In a "Report on Activities," the OIA Investor Advocate identified "potentially problematic products or practices during Fiscal Year 2018" as reported by the SEC, NASAA, FINRA and the MSRB. These include, among others: (i) initial coin offerings, cryptocurrency and blockchain; (ii) a variety of scams and schemes (related to, e.g., regulator impersonations, Ponzi schemes, natural disasters and investments in "unicorns," binary options, oil and gas, marijuana, microcap stocks and real estate, among others); (iii) cybersecurity; (iv) investment fees and expenses; (v) suitability of wrap fee programs; (vi) registrations of third-party providers, marketers and gatekeepers; (vii) a variety of risks (e.g., trading on margin, data aggregation, disclosure, and use of credit cards); and (viii) other practices (e.g., pennying and prearranged trading in connection with primary offerings).

In the report, the OIE focused on five key policy areas: public company disclosure, equity market structure, municipal market reform, accounting and auditing, and fiduciary duty.

On some of the broader policy questions, the OIA:

  • approved of the SEC's current approach to ICOs, including its emphasis on the responsibilities of gatekeepers and others under securities laws;
  • encouraged FINRA to publicize the "data sets, models, and rankings" it uses to evaluate broker risk to help retail investors;
  • urged the SEC to prioritize reforming "outdated transfer agent regulations"; and
  • supported the continuing publication of investor education materials regarding the use of margin debt, although the OIA did not recommend any immediate regulatory changes.

Investor Advocate Rick A. Fleming recounted specific steps the OIA took to address investor concerns.
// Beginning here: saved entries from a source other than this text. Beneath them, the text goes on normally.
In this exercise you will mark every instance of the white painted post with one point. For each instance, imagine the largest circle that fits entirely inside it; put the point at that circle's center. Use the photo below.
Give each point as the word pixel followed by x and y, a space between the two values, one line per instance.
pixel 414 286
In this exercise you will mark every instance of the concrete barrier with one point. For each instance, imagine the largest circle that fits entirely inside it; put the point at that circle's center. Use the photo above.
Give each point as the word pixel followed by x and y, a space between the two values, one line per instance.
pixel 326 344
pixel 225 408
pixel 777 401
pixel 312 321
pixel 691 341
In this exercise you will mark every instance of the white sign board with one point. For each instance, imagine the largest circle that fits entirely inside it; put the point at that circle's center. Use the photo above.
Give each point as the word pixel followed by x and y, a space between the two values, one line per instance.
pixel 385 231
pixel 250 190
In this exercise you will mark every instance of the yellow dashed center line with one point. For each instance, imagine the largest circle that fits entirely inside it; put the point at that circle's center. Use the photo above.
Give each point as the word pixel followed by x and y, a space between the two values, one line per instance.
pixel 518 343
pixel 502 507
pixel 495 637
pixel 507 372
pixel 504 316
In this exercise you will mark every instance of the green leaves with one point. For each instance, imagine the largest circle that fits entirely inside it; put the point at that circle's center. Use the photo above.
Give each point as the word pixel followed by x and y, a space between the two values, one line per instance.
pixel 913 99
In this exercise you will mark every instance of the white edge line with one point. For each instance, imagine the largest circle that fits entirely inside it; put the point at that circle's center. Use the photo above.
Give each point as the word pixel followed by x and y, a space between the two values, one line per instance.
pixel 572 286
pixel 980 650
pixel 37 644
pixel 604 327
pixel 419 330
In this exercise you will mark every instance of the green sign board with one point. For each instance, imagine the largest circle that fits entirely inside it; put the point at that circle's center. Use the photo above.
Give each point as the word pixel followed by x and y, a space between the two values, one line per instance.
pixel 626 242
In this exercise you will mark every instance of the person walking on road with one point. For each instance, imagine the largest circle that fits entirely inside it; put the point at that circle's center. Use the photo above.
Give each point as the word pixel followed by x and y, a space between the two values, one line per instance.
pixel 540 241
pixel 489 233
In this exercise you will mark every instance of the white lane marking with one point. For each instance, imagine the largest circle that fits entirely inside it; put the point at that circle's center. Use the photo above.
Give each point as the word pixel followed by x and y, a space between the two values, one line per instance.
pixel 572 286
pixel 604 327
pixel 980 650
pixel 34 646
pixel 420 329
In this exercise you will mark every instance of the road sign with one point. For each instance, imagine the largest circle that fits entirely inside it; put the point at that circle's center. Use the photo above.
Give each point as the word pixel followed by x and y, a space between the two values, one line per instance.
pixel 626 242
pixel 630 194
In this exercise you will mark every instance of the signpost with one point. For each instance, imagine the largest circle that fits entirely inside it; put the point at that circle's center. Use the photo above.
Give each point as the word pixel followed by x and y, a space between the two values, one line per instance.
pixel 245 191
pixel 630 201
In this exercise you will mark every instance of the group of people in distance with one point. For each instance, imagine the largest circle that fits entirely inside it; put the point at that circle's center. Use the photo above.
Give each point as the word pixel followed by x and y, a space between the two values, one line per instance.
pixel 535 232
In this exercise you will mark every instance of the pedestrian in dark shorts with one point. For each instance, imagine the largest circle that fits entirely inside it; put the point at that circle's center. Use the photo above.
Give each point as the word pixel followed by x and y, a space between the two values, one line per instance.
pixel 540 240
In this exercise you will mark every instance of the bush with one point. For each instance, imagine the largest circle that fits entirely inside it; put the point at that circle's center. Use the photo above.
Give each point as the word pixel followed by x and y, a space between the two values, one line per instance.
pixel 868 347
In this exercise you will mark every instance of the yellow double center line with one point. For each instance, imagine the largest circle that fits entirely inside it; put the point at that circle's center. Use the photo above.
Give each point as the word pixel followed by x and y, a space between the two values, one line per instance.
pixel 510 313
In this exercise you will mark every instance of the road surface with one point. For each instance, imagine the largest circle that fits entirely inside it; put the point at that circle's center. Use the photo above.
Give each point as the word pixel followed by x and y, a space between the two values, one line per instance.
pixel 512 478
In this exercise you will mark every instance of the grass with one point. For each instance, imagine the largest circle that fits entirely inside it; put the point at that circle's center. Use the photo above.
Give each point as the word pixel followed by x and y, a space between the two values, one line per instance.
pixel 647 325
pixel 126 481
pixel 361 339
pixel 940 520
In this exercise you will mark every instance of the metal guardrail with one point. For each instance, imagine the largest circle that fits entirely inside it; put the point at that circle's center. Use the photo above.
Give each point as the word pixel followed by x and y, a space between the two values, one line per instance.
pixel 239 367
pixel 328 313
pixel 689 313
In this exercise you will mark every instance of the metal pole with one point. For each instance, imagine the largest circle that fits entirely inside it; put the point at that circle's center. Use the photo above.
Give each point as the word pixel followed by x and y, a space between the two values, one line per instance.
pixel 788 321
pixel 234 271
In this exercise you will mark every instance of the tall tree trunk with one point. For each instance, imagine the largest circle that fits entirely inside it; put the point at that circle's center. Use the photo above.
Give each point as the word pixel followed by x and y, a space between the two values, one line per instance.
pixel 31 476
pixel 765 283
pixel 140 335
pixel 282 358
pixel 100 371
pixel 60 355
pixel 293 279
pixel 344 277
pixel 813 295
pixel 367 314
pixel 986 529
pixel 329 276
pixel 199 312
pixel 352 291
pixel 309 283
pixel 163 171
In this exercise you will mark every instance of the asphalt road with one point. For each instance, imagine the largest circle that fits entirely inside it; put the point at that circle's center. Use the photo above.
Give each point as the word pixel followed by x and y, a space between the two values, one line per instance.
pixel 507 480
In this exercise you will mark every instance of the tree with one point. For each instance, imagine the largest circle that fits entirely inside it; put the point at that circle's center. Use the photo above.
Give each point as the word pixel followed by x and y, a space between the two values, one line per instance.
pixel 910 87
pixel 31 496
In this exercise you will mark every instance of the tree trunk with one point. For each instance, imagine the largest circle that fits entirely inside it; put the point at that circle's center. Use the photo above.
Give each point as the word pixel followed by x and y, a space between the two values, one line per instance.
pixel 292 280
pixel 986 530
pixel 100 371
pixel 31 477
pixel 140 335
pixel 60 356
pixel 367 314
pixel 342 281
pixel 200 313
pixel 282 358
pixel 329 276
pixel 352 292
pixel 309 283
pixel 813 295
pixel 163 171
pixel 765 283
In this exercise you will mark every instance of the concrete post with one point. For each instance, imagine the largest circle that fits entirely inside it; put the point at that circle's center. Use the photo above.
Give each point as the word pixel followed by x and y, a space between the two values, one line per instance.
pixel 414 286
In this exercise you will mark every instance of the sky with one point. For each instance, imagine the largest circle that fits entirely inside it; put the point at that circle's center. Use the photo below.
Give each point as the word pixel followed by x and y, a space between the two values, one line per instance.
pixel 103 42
The OIA:

  • requested additional research on the impact of proposed amendments to modernize public company reporting requirements;
  • collaborated with SEC staff and several SROs to "encourage equity market structure reforms designed to enhance market resilience, efficiency, transparency, and fairness";
  • reviewed rulemaking proposals to reform the regulation of the fixed income markets and municipal securities markets;
  • supported the SEC's proposed amendments concerning enhanced municipal securities disclosure under Exchange Act Rule 15c2-12;
  • provided feedback in response to MSRB's draft amendments to rules on primary offering practices;
  • continued monitoring accounting and auditing standard setters:
  • urged the FASB to return to its earlier proposal for harmonizing its definition of materiality with "the courts, the SEC, and the PCAOB" due to investor concerns;
  • encouraged the SEC's attention to problems regarding non-GAAP financial measures;
  • monitored developments with respect to auditor attention requirements;
  • sought internal and external feedback on accounting and auditing issues;
  • assisted the SEC in researching how proposed Regulation Best Interest would affect investors; and
  • submitted a comment supporting FINRA's proposal to amend Rule 2111.

Mr. Fleming also stated that budgetary constraints affected some 2018 initiatives, including the agency's failure to "build out" the Ombudsman role and certain research functions.